The Congeniality Award went to Angela Reina. The Modern Talent, Essay, Traditional Dress and the Dorothy Lewis Traditional Talent awards all went to Martha Ludlow-Martinez. Victoria Carlos received a Participation Award.
The 2013-14 Miss Salt River is Martha Ludlow-Martinez. To fulfill her duties, she will serve as a goodwill ambassador for the Community; represent herself, her family and the O’odham/Piipaash people in a dignified and respectful manner; and serve those who are in need. Ludlow-Martinez is 22 years old and is Akimel O’odham, Navajo. and Mexican. She is the daughter of Kathy Ludlow and Timoteo Martinez. Her grandparents are Ruth Ludlow and the late Maurice Ludlow, and Empara Garcia and the late Antonio Martinez. In her free time, she loves to volunteer, participate in traditional dancing and singing, and learn how to do new things. She is currently a student at Scottsdale Community College and plans to transfer to a major university, where she will work on a bachelor’s degree in communications with a minor in Indian studies.
When asked why she entered this year’s Miss Salt River Pageant, Ludlow-Martinez said, “To have the opportunity to be a representative for the Community that goes beyond what you do on a day-to-day basis. I feel the title of Miss Salt River goes beyond what people see because she is not just a titleholder, she is an ambassador for the Community, and I would like the opportunity to be that ambassador for the Community.”

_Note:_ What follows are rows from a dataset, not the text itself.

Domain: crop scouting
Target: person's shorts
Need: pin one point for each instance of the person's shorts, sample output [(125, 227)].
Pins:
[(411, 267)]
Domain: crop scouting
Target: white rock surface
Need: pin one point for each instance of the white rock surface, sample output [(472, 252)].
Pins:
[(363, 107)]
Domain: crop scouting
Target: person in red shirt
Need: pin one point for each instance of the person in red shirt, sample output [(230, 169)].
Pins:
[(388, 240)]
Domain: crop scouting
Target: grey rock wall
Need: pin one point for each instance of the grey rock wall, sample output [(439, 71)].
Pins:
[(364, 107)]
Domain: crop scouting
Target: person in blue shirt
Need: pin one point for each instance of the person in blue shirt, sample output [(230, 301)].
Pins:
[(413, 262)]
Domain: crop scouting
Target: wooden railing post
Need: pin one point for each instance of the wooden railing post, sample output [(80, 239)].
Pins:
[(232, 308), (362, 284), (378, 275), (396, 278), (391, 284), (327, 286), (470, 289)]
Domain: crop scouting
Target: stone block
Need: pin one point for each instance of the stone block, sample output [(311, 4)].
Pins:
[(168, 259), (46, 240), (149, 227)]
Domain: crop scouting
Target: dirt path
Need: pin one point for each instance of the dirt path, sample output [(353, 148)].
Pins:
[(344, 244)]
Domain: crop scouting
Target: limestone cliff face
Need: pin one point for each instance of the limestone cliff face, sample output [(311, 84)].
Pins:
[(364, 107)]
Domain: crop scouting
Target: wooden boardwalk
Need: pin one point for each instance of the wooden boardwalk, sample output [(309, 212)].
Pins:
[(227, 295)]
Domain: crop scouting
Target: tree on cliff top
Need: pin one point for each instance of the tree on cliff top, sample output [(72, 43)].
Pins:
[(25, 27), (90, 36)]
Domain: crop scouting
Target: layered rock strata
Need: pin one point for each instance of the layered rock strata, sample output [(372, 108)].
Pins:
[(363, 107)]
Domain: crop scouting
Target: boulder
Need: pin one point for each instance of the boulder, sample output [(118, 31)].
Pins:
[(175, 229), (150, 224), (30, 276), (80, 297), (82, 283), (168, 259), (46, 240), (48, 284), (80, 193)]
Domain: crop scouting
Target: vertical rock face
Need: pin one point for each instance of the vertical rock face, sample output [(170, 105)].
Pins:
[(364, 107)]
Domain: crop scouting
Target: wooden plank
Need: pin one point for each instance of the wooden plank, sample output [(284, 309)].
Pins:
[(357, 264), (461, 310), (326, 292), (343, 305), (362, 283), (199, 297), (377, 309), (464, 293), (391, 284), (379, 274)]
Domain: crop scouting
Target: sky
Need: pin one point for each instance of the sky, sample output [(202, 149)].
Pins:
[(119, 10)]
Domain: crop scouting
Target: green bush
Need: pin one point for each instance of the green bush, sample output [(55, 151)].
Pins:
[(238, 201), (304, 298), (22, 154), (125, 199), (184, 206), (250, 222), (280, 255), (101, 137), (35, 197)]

The Miss Salt River First Attendant title went to Angela Reina. In the event that the new Miss Salt River is unable to fulfill her duties, the First Attendant will take over her reign. The Second Attendant is Angelique Schurz.
Following the Miss Salt River Pageant, the new 2013-14 Miss and Jr. Miss Salt River royalty made their first appearances as Community ambassadors during the SRPMIC Community Day Celebration.